I have had some success with /goal for long tasks that can be set up in a way that the agent can do good work for an extended period of time.

A lot of tasks aren't amenable to that, and the ones that are still need a lot of care to be set up correctly. The default vibe coded codebase won't be.

I've come to think of the activity of choosing the right technology, the right architecture, the right testing setup, the right context, and the right /goals to use as programming the agent.

How much does /goal actually help? In auto mode, I've tried using and not using /goal and I haven't felt a difference.

https://code.claude.com/docs/en/goal#how-evaluation-works

> /goal is a wrapper around a session-scoped prompt-based Stop hook. Each time Claude finishes a turn, the condition and the conversation so far are sent to your configured small fast model, which defaults to Haiku. The model returns a yes-or-no decision and a short reason. A “no” tells Claude to keep working and includes the reason as guidance for the next turn. A “yes” clears the goal and records an achieved entry in the transcript.

> The evaluator runs on whichever provider your session is configured for. It does not call tools, so it can only judge what Claude has already surfaced in the conversation.

Apparently, it uses Haiku (by default) to evaluate every turn to determine if the goal has been achieved. However, it only relies on the transcript itself (including the reasoning of the main model). It can't independently verify if the goal has been achieved. So, if the main model thinks the goal is or isn't done, how often does Haiku disagree (in a productive way)? That's not clear to me.

I've mainly used the feature in codex, where I've been able to get it to work for 5 straight days (with breaks when rate limits are hit -- which was surprisingly only thrice) on a massive port.

I don't know how well it works in claude code, but I wouldn't be worried about Haiku getting it wrong and don't see a problem with it relying on the transcript.
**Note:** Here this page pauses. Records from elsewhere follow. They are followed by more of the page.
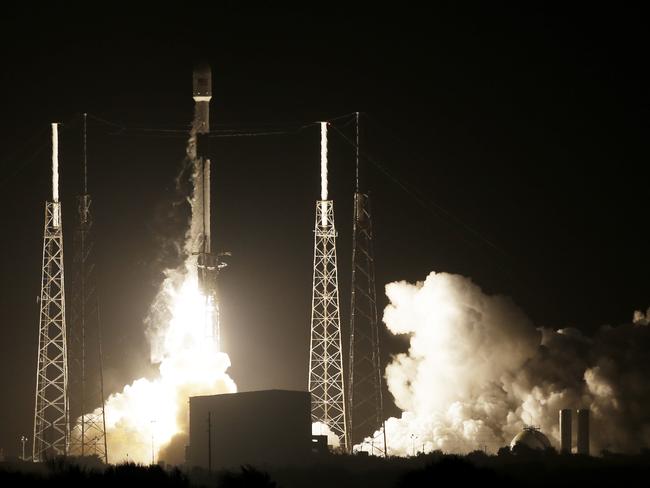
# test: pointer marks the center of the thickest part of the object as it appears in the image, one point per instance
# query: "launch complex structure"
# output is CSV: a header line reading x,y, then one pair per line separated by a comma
x,y
349,406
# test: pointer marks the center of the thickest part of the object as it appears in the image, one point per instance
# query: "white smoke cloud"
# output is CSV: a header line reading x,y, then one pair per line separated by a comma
x,y
477,370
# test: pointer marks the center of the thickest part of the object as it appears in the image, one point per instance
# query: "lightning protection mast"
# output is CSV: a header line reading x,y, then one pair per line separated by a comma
x,y
365,411
88,434
51,415
325,360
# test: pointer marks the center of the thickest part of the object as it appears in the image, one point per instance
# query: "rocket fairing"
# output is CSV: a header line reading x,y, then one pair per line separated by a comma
x,y
207,263
202,94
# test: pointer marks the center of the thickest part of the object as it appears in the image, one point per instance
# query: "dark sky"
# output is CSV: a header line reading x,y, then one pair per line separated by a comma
x,y
523,134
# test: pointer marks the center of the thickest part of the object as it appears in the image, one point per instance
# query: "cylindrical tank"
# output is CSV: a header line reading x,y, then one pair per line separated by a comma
x,y
583,431
565,430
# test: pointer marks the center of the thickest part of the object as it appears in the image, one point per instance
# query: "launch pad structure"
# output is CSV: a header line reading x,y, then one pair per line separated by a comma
x,y
365,407
326,380
51,411
88,434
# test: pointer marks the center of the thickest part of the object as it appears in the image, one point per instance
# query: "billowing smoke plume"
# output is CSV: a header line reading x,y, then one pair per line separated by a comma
x,y
149,417
477,370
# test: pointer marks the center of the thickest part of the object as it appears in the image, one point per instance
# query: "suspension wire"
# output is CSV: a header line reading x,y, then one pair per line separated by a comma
x,y
356,150
426,203
268,130
85,156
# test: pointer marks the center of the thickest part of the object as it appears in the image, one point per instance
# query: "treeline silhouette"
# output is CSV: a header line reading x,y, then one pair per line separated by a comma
x,y
522,468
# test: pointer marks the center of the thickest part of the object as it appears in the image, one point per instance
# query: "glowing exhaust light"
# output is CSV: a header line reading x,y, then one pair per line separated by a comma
x,y
323,172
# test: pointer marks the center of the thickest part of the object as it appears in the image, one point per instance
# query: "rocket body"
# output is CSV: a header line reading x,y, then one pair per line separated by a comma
x,y
207,263
202,94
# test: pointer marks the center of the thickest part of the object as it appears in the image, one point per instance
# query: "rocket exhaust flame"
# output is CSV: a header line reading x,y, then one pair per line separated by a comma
x,y
323,170
56,220
153,412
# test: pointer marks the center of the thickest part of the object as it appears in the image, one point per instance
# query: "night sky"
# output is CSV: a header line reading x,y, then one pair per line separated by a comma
x,y
515,141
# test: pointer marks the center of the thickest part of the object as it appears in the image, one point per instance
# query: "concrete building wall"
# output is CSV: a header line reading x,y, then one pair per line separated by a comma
x,y
260,427
583,431
565,431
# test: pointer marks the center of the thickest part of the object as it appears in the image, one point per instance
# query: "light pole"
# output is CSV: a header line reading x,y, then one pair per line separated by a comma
x,y
23,440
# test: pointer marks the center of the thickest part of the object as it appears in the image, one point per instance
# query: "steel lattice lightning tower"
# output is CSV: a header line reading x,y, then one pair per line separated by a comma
x,y
325,361
51,415
88,435
365,410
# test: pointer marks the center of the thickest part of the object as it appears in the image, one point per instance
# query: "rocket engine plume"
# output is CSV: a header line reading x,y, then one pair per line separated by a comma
x,y
323,171
477,370
152,414
323,160
55,162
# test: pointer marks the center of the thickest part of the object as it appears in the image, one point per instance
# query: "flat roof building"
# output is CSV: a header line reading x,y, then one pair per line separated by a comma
x,y
271,427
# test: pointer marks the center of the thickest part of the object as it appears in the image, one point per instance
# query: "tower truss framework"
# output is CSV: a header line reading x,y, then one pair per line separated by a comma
x,y
88,434
326,380
51,415
364,374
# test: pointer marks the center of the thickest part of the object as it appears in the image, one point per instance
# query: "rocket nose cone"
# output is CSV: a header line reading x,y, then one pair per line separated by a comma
x,y
202,81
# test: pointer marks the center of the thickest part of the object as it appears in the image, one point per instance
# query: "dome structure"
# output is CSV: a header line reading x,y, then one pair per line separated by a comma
x,y
531,438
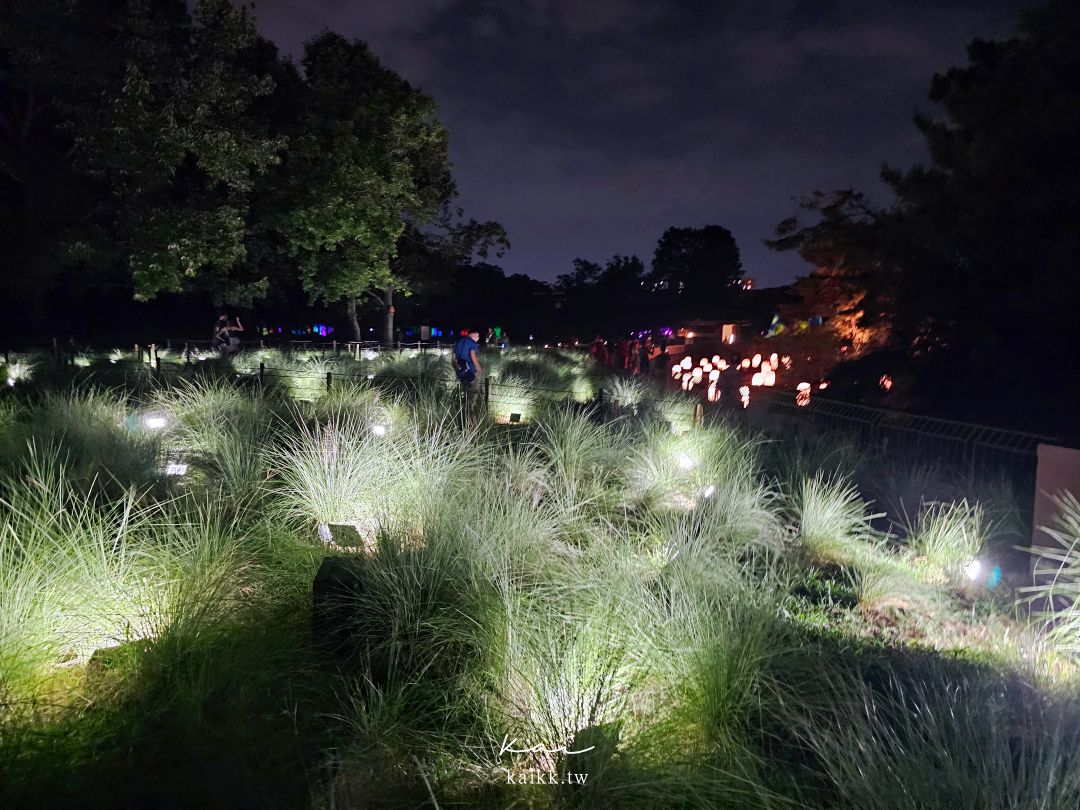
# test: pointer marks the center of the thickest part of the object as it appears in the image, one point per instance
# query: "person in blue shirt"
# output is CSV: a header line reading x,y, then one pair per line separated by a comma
x,y
466,362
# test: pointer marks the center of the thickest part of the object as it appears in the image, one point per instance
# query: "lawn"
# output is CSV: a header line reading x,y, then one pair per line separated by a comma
x,y
531,586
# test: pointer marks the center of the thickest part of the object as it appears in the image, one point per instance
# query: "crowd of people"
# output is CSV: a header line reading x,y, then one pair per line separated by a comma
x,y
633,355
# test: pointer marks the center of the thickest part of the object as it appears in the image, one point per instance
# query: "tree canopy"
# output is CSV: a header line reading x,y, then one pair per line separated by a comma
x,y
977,257
163,149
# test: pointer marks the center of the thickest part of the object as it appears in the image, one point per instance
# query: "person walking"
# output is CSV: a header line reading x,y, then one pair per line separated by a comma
x,y
224,339
466,361
645,355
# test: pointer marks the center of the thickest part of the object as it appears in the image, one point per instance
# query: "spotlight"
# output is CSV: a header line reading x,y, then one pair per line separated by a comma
x,y
974,570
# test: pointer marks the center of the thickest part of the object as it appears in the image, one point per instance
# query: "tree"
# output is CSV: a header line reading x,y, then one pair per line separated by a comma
x,y
603,298
134,139
696,269
370,158
976,258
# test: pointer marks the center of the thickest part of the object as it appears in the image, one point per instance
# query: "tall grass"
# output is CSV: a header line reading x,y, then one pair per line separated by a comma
x,y
939,737
96,433
1056,589
948,537
833,523
220,430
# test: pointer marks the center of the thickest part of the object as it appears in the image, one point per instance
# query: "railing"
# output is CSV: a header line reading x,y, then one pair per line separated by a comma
x,y
883,427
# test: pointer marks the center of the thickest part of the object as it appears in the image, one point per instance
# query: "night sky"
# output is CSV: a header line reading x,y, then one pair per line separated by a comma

I always set these things up to maintain a checklist of subtasks to do in a file and check them off, and to always implement with red/green testing methodology, where it writes and commits failing tests, then writes the feature/fixes the bug and commits with passing tests and with an updated checklist file.

So the model should always know from the transcript whether the current task is done by whether it shows the tests passing, and it should always know if there's more tasks left from the checklist file being updated before the commit.